BOULLE left neither stamp or signature, this latters being of use only from 1743. His highly original creative talent dominates the cabinet of the late seventeenth and early eighteenth century. He also revolutionizes the shape of many pieces of furniture such as the pair of dressers for King Louis XIV’s Grand Trianon room. Very many cabinetmakers resume his work (including DUBOIS, Levasseur and JACOB).

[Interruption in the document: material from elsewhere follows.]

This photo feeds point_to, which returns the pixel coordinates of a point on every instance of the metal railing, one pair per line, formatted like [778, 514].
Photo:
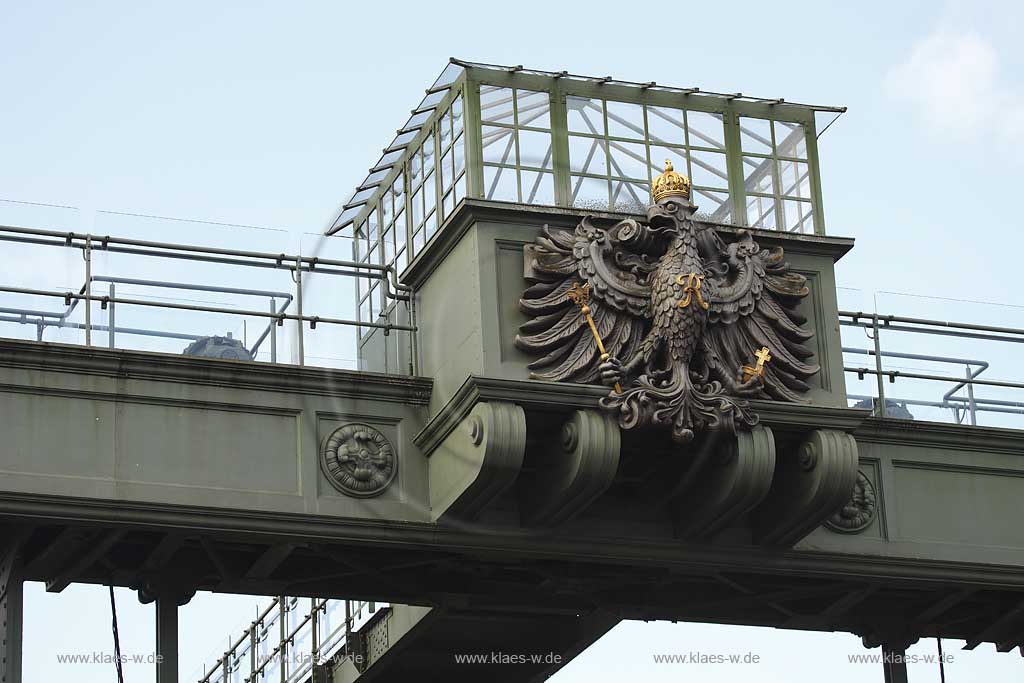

André Charles Boulle is also famous for his innovations in technical woodworking. He perfected the" Tarsia a incastro" technique for cutting veneer in the same package, identical shapes of different color values. BOULLE is best known for his marquetry gilded brass and tortoiseshell. We can clearly see on our pair of bearing furniture rendering feature of Boulle marquetry: patterns are symmetrical but "reversed" as negative. The decor is brass furniture on the first and on the second shell. Tkanks to these new techniques, he produces composed with complex arabesques veneer inspired by BERAIN (draftsman, watercolorist, ornemaniste seventeenth). The opposition chromatic of tortoiseshells and brass allows an extremely dynamic and alive vision. Finally the use of gilt bronze highlights this complexity and richness of the decorative pattern.